Comedic inspirations: Wayne Brady, Ryan Stiles, Colin Mockery
Favorite one-liner: “Hmm, intriguing. Provocative.”
Jeff Turner likes being a dad.
He enjoys spending time with his two young sons whether they are watching TV blooper shows, playing catch, shooting hoops or he is emceeing for their elementary school’s functions, also the school he attended as a child.
But what makes Turner more than your average father is his involvement with his local improvisation troupe, The Comedy Clinic.
“It’s always fun for them to tell their friends that I am a comedian, which results in all their friends coming up to me and saying, ‘Hey, Mr. Turner, I’ve got a joke for you,’” he says.
Turner says he got his start in improvisation at Edison High School with close friends Ben Beckham, Antoine Wilson and Tyler Bunch. Together, they created their own silly movies that made fun of James Bond, “kiddie TV shows” and other movies for their friends’ amusement, including his high school sweetheart and now wife, Kerry.
“My wife is to the point where she shakes her head or rolls her eyes most of the time, but the great thing is, we crack each other up because she is really funny and just plain fun to be around,” Turner says. “In high school, she was so quiet and unassuming and did not want any attention to go her way, and here I was, this loud, boisterous guy who wanted all the attention.”

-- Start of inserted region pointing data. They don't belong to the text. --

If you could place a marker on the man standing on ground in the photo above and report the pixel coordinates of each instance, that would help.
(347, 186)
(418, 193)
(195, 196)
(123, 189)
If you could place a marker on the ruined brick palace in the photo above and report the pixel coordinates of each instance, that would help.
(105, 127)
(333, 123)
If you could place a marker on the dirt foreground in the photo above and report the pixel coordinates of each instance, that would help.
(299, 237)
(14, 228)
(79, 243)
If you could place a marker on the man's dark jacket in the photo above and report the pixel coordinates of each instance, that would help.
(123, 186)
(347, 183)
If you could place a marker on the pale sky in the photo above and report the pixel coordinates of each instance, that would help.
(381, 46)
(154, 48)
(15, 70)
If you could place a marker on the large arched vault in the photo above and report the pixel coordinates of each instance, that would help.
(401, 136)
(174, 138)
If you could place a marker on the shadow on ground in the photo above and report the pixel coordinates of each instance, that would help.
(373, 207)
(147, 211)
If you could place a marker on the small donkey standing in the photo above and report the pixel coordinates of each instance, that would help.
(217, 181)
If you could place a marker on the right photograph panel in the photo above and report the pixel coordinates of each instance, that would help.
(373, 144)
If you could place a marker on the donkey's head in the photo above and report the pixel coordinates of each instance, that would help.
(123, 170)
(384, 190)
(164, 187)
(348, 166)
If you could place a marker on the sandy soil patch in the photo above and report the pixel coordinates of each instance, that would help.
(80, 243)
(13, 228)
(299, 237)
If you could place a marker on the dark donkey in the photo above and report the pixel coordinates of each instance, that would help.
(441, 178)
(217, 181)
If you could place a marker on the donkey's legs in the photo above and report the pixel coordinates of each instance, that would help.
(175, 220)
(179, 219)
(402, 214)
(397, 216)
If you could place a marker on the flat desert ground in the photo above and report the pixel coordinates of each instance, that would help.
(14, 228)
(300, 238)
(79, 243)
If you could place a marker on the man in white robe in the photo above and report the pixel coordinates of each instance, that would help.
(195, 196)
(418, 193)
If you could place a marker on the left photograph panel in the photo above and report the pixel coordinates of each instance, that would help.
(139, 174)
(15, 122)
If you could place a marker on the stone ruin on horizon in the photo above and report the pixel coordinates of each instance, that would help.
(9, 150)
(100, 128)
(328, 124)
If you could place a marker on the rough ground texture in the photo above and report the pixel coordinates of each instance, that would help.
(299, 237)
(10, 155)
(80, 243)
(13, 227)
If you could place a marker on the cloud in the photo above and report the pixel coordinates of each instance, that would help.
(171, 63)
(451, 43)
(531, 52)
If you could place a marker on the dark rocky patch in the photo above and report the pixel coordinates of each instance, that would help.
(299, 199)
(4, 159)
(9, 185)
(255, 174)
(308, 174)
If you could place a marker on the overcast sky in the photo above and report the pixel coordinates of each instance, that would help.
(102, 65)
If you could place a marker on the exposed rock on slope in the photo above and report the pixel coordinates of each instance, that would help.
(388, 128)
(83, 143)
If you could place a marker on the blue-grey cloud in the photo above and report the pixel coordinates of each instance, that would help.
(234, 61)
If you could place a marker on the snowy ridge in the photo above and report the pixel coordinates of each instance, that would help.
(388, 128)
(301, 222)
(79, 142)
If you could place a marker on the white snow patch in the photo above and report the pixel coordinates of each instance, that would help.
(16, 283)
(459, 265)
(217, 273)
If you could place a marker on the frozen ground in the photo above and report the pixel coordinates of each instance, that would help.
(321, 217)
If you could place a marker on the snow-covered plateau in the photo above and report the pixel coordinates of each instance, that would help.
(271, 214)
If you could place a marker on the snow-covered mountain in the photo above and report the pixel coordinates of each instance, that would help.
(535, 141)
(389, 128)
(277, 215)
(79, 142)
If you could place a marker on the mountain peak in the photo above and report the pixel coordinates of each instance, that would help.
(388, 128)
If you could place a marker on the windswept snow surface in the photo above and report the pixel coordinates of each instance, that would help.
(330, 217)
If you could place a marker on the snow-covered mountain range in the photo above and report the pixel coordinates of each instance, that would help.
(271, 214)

When Turner attended Oklahoma State University as an advertising major, he met a college friend who performed with Heller Theatre’s Adult Laughing Matter improvisation comedy troupe.

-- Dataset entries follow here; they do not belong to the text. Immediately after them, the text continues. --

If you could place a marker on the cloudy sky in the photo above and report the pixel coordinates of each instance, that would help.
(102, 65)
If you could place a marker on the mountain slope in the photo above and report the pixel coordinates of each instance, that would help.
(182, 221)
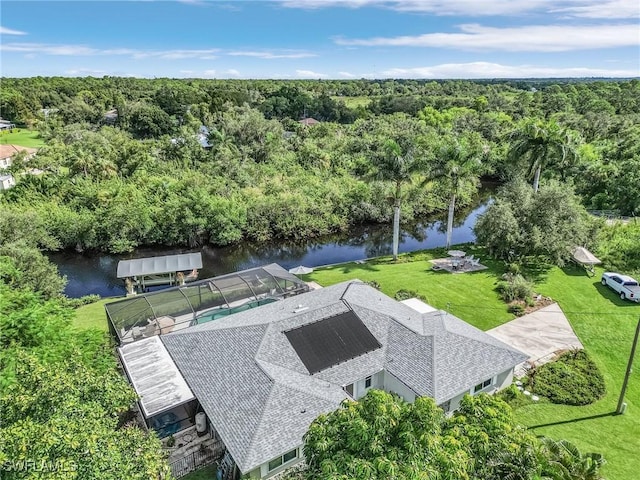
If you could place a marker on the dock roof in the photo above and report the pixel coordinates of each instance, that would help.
(154, 265)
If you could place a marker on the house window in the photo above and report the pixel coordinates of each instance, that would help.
(281, 460)
(273, 464)
(349, 389)
(290, 456)
(482, 385)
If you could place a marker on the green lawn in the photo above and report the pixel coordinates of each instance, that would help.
(460, 294)
(22, 137)
(93, 315)
(604, 323)
(206, 473)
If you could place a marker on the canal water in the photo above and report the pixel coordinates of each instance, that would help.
(96, 273)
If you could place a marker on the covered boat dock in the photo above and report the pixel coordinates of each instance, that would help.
(141, 273)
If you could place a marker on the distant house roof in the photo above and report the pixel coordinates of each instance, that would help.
(7, 151)
(163, 264)
(258, 391)
(308, 121)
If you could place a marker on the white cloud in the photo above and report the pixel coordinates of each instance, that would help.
(477, 8)
(495, 70)
(310, 74)
(531, 38)
(605, 9)
(271, 55)
(83, 50)
(9, 31)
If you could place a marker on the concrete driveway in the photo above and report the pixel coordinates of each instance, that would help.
(539, 334)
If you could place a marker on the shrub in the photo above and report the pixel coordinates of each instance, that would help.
(572, 379)
(515, 287)
(403, 294)
(374, 284)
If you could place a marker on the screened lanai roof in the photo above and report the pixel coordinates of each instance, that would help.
(155, 265)
(154, 376)
(167, 310)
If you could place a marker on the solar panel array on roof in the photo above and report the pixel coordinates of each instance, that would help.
(326, 343)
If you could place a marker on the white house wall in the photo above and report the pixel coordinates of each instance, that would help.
(393, 385)
(359, 389)
(498, 382)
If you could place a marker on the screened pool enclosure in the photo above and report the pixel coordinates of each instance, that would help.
(157, 313)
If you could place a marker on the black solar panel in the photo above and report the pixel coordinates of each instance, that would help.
(323, 344)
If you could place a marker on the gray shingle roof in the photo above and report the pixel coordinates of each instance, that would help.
(261, 398)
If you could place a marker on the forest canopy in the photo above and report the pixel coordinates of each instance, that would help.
(130, 162)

After Turner graduated from OSU, he performed with a local improvisation troupe for two shows in 2002. His first time to perform in more than 12 years, he discovered that not every line in an improvisation skit has to be funny.
“Sometimes the biggest laughs are when something doesn’t work, and it takes the team of players knowing how to bounce off of one another and turn a bad thing into something good,” he says.

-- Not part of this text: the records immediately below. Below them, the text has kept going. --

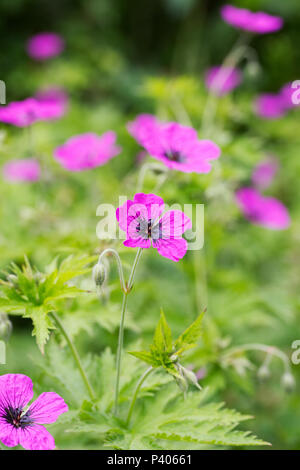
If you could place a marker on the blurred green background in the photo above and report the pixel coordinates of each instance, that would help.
(127, 57)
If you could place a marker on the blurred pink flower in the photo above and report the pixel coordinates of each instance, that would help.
(26, 112)
(287, 93)
(255, 22)
(143, 222)
(264, 173)
(15, 171)
(262, 210)
(270, 106)
(23, 427)
(86, 151)
(142, 124)
(178, 147)
(44, 46)
(222, 80)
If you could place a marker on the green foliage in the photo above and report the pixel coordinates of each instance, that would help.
(33, 295)
(162, 418)
(164, 352)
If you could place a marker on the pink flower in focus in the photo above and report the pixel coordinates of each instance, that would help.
(15, 171)
(86, 151)
(262, 210)
(178, 147)
(143, 222)
(24, 427)
(222, 80)
(44, 46)
(26, 112)
(141, 126)
(264, 173)
(270, 106)
(255, 22)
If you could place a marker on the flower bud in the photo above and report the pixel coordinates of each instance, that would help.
(288, 381)
(5, 327)
(99, 274)
(263, 373)
(191, 377)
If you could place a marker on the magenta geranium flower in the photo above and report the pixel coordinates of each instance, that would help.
(44, 46)
(262, 210)
(20, 425)
(141, 126)
(26, 112)
(255, 22)
(270, 106)
(179, 148)
(221, 80)
(288, 96)
(86, 151)
(16, 171)
(144, 223)
(264, 173)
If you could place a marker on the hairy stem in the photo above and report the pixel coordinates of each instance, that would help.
(137, 389)
(74, 353)
(112, 251)
(121, 330)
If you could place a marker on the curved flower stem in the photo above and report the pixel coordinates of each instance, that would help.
(232, 59)
(269, 350)
(112, 251)
(137, 389)
(126, 291)
(74, 353)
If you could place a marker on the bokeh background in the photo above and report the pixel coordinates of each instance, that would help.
(127, 57)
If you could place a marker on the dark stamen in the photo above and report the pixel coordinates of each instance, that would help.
(16, 418)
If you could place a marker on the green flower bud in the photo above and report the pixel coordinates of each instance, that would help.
(99, 274)
(191, 377)
(5, 327)
(288, 381)
(263, 373)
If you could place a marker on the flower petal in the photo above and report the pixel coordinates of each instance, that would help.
(9, 435)
(174, 224)
(153, 204)
(36, 438)
(174, 249)
(138, 242)
(47, 408)
(15, 390)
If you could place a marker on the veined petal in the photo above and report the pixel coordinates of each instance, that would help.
(173, 248)
(174, 224)
(138, 242)
(9, 435)
(47, 408)
(36, 437)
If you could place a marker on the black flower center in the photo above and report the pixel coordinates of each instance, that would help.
(16, 417)
(174, 156)
(149, 229)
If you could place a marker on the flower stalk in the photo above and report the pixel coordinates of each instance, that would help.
(137, 389)
(127, 289)
(75, 354)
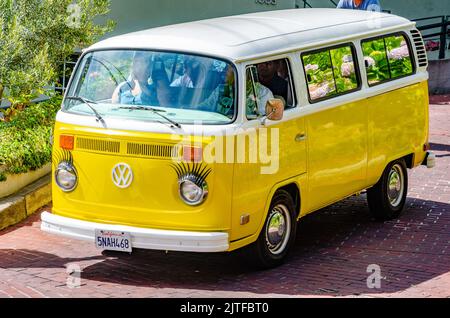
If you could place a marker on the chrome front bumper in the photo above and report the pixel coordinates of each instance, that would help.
(144, 238)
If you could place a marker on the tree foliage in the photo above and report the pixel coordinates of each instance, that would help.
(36, 36)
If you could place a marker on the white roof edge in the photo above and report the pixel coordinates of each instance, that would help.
(318, 44)
(238, 42)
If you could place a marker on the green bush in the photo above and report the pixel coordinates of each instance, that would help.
(25, 140)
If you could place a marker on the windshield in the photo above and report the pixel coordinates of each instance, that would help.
(186, 89)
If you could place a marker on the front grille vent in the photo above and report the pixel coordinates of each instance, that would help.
(153, 151)
(98, 145)
(420, 48)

That same year, Turner continued doing shows with Beckham, an information technology manager for a petro-chemical engineering company. Soon Maria Swindell Gus, executive director of the Bartlesville Convention & Visitors Bureau, joined The Comedy Clinic as its third member and female lead.
“They are two of my best friends in the whole world and we truly like one another,” Turner says. “We don’t take ourselves too seriously as artists and comedians because we recognize we’re doing a rookie league tour around here.”
While Turner spends his days preparing presentations about ornamental fencing for homebuilders, developers and architects, he spends several evenings each week preparing for shows with Beckham and Gus.
Most of the time, the trio perform at Jewel, located on Brookside, where Turner says it’s easy for their audience to grab a bite to eat before heading to their show. He also says he personally loves Brookside, which is why he likes to perform in the heart of midtown Tulsa.
“Everything I’ve done seems to come from this area of town,” he says about growing up in Tulsa.
During their hour-and-a-half performance, with a 10-minute intermission, Turner says the troupe members design shows around improvisation games and audience participation. For example, the troupe may combine an episode of “Jerry Springer” with a movie such as “Cinderella,” creating a scene with an enraged woman with her shoe off on stage with her “prince” and her evil stepmother and stepsisters.
Although Turner says he and his fellow troupe members enjoy making one another and their audience laugh, their lives are with their family and they are satisfied.
“We have no plans to try to ‘make it,’ but that would always be great,” he says. ”We get our fix making them laugh here.”